The Consultative Approach: Ensuring Homeowners Success and Community Stability

The lending industry’s approach to providing mortgages to homebuyers has changed dramatically throughout its history.

The first mortgage loans were issued in the U.S. in the late 1700s. The practice became common in the mid-19th century, when lenders only lent up to 50% of the purchase price, and the loans had to be repaid in three to five years.

The Great Depression brought on the creation of the 30-year mortgage when – for the first time – a government agency was established to step in and address a crisis in the mortgage market. The Homeowners’ Loan Corporation (HOLC) purchased over a million loans that were in default, restructuring the terms into 15- and 30-year payback periods, successfully preventing over 800,000 mortgages from defaulting.

Homeownership ballooned from the 1940s through the 1960s with the availability of more reasonable terms and the advent of mortgage insurance programs. Lenders were still cautious, however, and a 20 percent down payment option became the norm to protect the lenders’ investment.
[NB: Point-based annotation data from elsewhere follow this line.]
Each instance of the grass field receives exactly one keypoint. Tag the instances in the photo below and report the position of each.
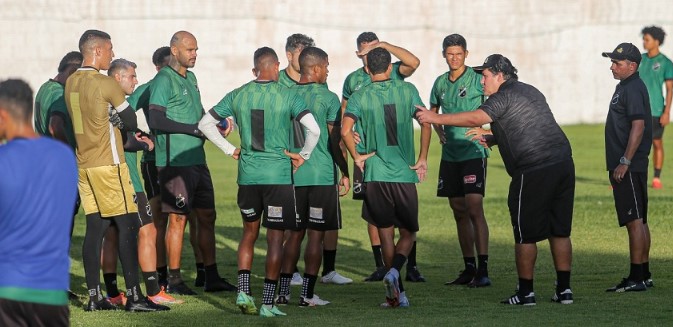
(600, 261)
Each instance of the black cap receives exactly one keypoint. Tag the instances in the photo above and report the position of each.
(625, 51)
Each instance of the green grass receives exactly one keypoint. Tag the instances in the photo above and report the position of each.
(600, 260)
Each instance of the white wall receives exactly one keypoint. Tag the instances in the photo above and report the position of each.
(556, 45)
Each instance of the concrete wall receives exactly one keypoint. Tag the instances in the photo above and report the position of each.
(556, 45)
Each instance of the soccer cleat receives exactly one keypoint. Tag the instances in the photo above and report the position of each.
(414, 275)
(163, 298)
(517, 299)
(335, 278)
(246, 303)
(628, 285)
(565, 297)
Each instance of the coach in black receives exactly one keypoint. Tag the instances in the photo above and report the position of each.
(628, 139)
(538, 156)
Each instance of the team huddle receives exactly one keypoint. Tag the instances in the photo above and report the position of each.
(295, 139)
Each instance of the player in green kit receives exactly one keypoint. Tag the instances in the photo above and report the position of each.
(405, 67)
(263, 110)
(462, 171)
(656, 70)
(385, 110)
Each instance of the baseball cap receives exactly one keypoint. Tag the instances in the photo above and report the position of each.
(625, 51)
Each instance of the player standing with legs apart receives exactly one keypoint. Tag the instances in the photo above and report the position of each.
(385, 110)
(34, 238)
(628, 139)
(539, 159)
(316, 189)
(104, 180)
(263, 110)
(175, 110)
(355, 81)
(462, 171)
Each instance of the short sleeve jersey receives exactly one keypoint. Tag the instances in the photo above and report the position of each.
(181, 97)
(524, 127)
(386, 111)
(629, 102)
(88, 96)
(654, 72)
(263, 112)
(463, 94)
(325, 107)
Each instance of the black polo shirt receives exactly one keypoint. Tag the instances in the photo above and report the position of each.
(629, 102)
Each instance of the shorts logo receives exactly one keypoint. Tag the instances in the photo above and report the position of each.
(470, 179)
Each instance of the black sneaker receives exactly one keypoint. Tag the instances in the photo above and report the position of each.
(414, 275)
(144, 305)
(517, 299)
(628, 285)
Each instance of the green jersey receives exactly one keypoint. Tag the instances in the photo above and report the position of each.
(49, 101)
(325, 107)
(654, 72)
(182, 100)
(263, 112)
(386, 111)
(464, 94)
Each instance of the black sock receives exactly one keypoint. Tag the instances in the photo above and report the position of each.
(328, 261)
(110, 280)
(378, 257)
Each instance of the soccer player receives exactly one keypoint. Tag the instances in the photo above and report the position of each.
(385, 110)
(655, 70)
(405, 67)
(628, 139)
(104, 180)
(462, 171)
(263, 110)
(538, 157)
(315, 184)
(174, 111)
(34, 238)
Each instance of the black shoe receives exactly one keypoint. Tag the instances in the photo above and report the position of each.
(414, 275)
(103, 304)
(377, 275)
(219, 285)
(463, 279)
(517, 299)
(144, 305)
(565, 297)
(180, 289)
(628, 285)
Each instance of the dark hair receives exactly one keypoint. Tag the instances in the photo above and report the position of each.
(92, 35)
(71, 58)
(294, 41)
(16, 97)
(655, 32)
(454, 40)
(310, 57)
(378, 60)
(161, 56)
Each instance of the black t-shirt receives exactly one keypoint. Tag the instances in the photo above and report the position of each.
(630, 102)
(524, 128)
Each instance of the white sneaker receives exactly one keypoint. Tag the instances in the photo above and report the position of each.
(297, 280)
(335, 278)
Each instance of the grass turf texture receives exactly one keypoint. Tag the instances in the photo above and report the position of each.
(600, 261)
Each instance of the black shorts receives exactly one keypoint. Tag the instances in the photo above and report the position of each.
(19, 313)
(318, 207)
(391, 204)
(541, 202)
(186, 188)
(276, 201)
(151, 178)
(459, 178)
(630, 197)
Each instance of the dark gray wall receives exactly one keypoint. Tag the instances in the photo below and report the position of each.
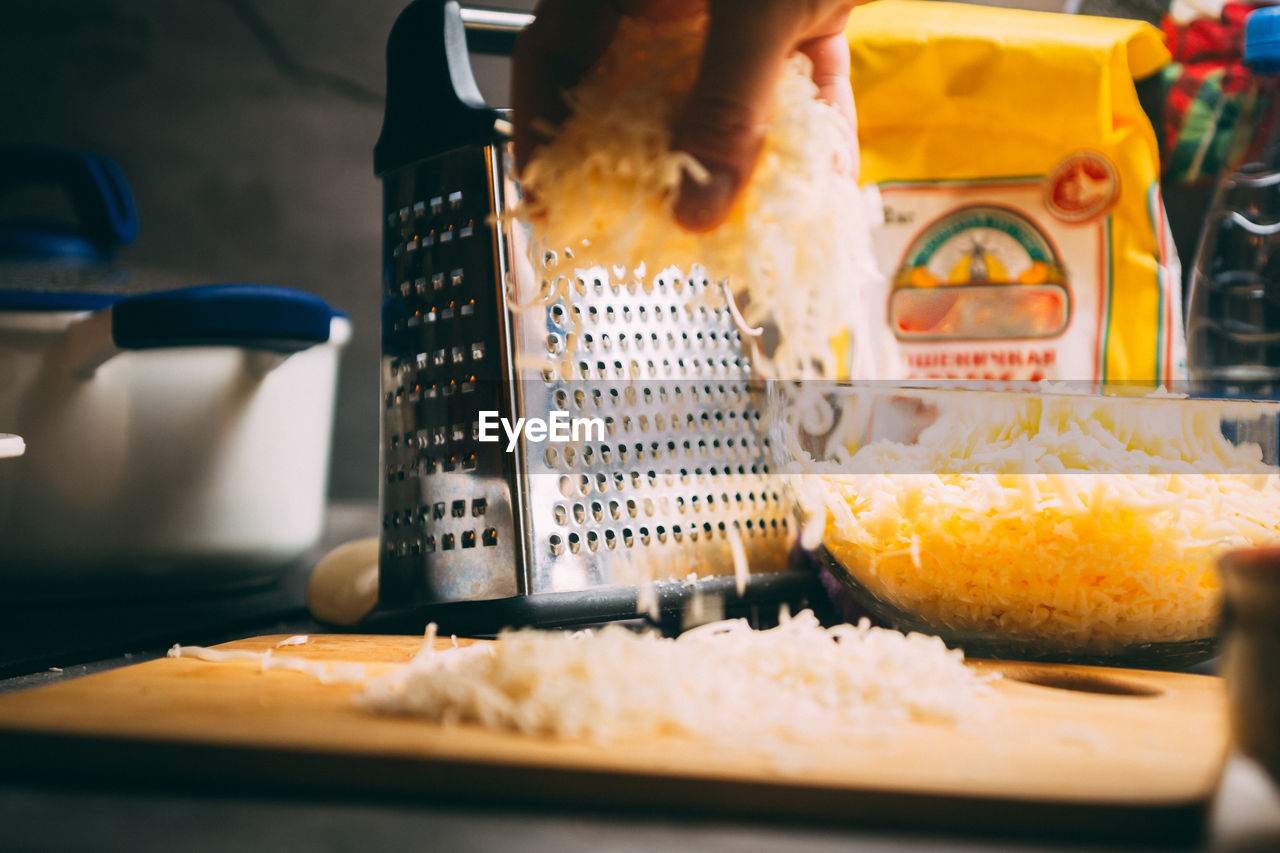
(246, 128)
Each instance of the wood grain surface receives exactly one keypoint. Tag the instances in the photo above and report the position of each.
(1073, 749)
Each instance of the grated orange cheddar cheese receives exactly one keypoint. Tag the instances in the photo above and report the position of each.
(1092, 524)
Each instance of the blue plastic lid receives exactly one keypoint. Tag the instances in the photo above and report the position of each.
(1262, 40)
(256, 316)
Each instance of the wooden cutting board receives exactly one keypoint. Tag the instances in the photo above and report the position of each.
(1080, 749)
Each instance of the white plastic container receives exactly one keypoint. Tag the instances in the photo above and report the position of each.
(176, 442)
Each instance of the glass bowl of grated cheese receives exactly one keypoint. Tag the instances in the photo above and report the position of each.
(1046, 524)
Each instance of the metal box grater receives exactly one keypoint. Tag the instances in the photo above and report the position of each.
(549, 533)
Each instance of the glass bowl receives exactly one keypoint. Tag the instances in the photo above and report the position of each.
(1057, 524)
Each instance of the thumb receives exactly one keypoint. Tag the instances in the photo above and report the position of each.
(722, 124)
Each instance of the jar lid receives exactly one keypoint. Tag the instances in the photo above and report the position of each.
(1262, 40)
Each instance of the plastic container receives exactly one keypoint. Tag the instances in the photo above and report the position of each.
(1233, 316)
(1059, 527)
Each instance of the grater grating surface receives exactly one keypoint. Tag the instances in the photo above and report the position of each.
(679, 466)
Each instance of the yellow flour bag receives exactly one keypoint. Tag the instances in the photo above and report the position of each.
(1024, 233)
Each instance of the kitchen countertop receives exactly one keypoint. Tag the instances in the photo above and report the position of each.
(74, 816)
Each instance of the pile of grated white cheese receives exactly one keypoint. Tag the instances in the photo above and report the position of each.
(1079, 523)
(795, 250)
(721, 682)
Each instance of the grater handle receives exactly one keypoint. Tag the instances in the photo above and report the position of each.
(493, 31)
(433, 101)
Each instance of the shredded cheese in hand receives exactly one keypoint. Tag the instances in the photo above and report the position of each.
(795, 249)
(721, 682)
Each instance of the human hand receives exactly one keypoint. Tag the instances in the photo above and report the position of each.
(722, 124)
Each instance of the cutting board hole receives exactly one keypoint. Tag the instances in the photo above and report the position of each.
(1083, 683)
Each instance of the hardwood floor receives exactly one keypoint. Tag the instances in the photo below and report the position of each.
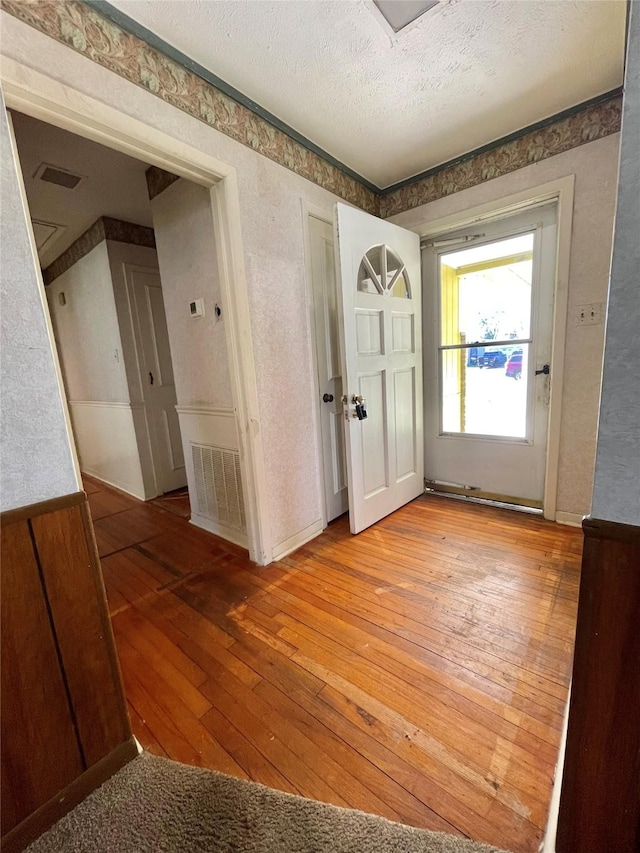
(418, 671)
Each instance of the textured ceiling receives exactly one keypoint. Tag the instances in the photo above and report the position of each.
(114, 184)
(390, 106)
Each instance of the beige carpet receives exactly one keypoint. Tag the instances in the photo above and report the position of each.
(157, 806)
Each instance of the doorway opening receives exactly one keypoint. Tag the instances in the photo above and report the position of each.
(489, 326)
(134, 296)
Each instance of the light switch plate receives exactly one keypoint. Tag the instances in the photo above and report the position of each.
(590, 315)
(196, 308)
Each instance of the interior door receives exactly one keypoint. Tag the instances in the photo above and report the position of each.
(159, 391)
(489, 315)
(325, 315)
(381, 348)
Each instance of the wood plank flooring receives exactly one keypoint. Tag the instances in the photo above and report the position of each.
(418, 671)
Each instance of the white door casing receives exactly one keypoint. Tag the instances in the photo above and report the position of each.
(513, 468)
(325, 314)
(156, 375)
(381, 349)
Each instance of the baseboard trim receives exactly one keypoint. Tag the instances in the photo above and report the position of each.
(570, 519)
(283, 549)
(121, 487)
(22, 513)
(106, 404)
(237, 537)
(218, 412)
(60, 805)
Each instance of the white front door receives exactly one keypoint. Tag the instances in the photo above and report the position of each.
(325, 315)
(158, 387)
(488, 319)
(380, 331)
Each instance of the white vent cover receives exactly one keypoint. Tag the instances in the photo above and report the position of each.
(218, 485)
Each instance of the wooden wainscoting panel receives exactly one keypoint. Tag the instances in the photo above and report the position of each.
(73, 582)
(600, 801)
(40, 749)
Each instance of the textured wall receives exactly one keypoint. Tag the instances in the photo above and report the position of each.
(183, 224)
(595, 168)
(272, 231)
(616, 494)
(86, 330)
(96, 347)
(37, 462)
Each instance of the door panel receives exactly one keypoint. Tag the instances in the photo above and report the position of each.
(325, 312)
(380, 311)
(154, 354)
(489, 321)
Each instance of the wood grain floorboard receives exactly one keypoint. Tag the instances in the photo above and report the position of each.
(418, 671)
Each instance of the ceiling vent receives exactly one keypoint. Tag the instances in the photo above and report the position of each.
(400, 13)
(44, 232)
(59, 177)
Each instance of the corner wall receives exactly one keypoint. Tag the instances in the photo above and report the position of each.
(271, 221)
(187, 255)
(595, 168)
(37, 456)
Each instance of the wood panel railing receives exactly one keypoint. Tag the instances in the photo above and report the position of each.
(65, 727)
(600, 800)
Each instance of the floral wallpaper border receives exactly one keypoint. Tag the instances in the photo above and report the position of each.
(85, 30)
(105, 228)
(591, 123)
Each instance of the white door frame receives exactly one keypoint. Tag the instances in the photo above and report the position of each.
(325, 215)
(561, 190)
(44, 98)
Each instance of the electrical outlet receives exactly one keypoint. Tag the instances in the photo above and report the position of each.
(590, 315)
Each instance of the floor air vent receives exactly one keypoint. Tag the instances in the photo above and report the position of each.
(218, 485)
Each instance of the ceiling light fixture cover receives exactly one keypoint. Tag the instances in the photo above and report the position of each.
(400, 13)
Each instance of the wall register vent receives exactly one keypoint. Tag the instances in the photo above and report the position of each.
(218, 485)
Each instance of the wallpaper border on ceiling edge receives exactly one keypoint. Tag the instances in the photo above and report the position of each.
(85, 30)
(90, 33)
(105, 228)
(589, 124)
Lending was assiduous in assuring borrowers could meet their obligations.

All that changed in the early 2000s when some lending institutions started valuing mortgage creation as the profit center. Mortgage creation became less about the payback and more about the churn.

New regulations have placed requirements on lending institutions to ensure mortgages are correctly structured, and borrowers are financially able to pay off their mortgages over the long term.

These regulations are helpful and need to be balanced to ensure the sustainability of home ownership and the impact homeownership has on improving a community.

Consultative Mortgage Lending

The mortgage industry’s focus is helping to create solid communities. Lenders must become more invested in the borrower’s financial well-being and the sustainability of the local real estate markets.

This requires a consultative selling approach, where loan officers work with borrowers to understand their needs and goals and act more in an advisory rather than just adopting a rigid sale posture. A loan professional needs to offer financial education, including providing the customer with the knowledge and confidence they need to make an informed decision about the type of mortgage they are acquiring.

This needs-based selling approach is a crucial emphasis at Certainty Home Lending, an approach that envisions a long-term relationship with the customer from the borrower’s first home purchase through life events and changes that may include refinancing, renovation loans, home equity line of credit or a new mortgage to take that next step to a move-up home.

(See our HELOC eligibility requirements and restrictions.)

Building a relationship over time with the customer is coupled with building a solid relationship within the community – a core value at Certainty Home Lending.

Just as homeownership has been proven to bring stability to neighborhoods, Certainty Home Lending believes good lending practices have the same impact and is committed to providing robust and resilient lending practices that ensure the future of the communities where they live and work.